"Юрий Иваниченко. В краю родном, в земле чужой" - читать интересную книгу автора

А дальше - возможно, впрочем, изнутри этого темно-густого
остекленения, вспучилось и заворочалось, и словно не зримый, но
непрозрачный кокон лопнул - открылось Нечто гороподобное, в сетчатой
негладкой броне, уходящее в глубины пространства - и вдруг Кобцевич
разглядел, а затем видел только это, множество глаз, ни на что не похожих,
пустых, жадных и разумных глаз.
Трещина так же внезапно и быстро срослась - как "молнию" задернули; а
пацаненок, Лешка, вдруг в этот самый момент перестал гукать в углу манежа,
потянулся маленьким тельцем, а затем с особенной младенческой
осмысленностью уцепился за них обоих, Кобцевича и Рубана.
А в следующий миг все это стало совершенно обычным, знакомым и
показалось чуть ли не единственно возможным: деревянный светлый детский
манежик, на нем байковая пеленка с рисунком мелкими глупыми котятами в
опрокинутом зонтике, столик с детской посудой и нижегородским кассетником,
неуютные кресла, шторы, книжные полки, диван со скучной обивкой, трельяж с
сорока сороками баночек и тюбиков, лакированный гардероб времен зрелого
соцреализма. Стерся, казалось, и след трещины, а в сознании прошла
короткая, но победоносная война, и в результате не сформировались решающие
слова, не вылились формулировки. Лешка остался Лешкой, Александр - Сашей
Рубаном, своим парнем, даром что ментом, настоящим казаком.
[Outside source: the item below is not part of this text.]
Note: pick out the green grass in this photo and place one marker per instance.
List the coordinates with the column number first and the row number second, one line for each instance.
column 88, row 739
И когда перебрались на лоджию - Кобцевич курил, - о трещине в сознании
даже памяти, вроде, не осталось. А следовательно не включалось
профессиональное умение, не перехватывал Дмитрий взгляды и реплики Машки,
Рубана и его красивой змеюки Татьяны. Вычистилось внутреннее, осадок в
сознании, - может быть, потому, что над Москвой догорал самый теплый день
июня девяностого, и свободно выгнутая в полусотне метров река застыла,
зеркально-золотая, и сладко гукал в комнате Лешка, а совсем недавно
Кобцевич и Рубан в редкой совместной операции конторы с ментовкой отлично
спланировали и раскрутили как по нотам чечню, и после смачной, с дюжиной
выстрелов и хрустом суставов драчки, вдруг поняли и, перебивая друг друга,
высказали, что нечаянно и вдруг пришло, осозналось мужское счастье-ничего
не бояться и ни от кого не зависеть. Иллюзия, конечно, - но вот такой
вечер...
- Твою мать, - ласково выругался Саша, поставив фужер, - на сороковник
покатило, а только жизнь начинается.
И сам же продолжил:
- Вспоминаю - и не могу вспомнить, чтобы на душе так спокойно было.
Правда, что козацкому роду нема переводу.
- Правильно, всем плохо, так ментам хорошо - тут же подала голос
змеюка.
Рубан повел крутыми плечами и усмехнулся:
- Все было. Как в песне. А вот радости - не было. Давило, что-то все
время давило и только как отпустило, понял, что вроде и не жил вовсе. А
теперь - сто тысяч проблем, а все равно свободно.
- Подождите, скоро будут комуняк вешать - тогда и попляшете.
Это - Машка.
Сколько знал ее Кобцевич, всегда в Марии жил страх. Нет, не страх
даже - боятся конкретного, а внутренняя убежденность, что события должны
развиваться от плохого к еще худшему, и если вдруг кажется, что дела
сложились хорошо, то просто не знаешь самого главного.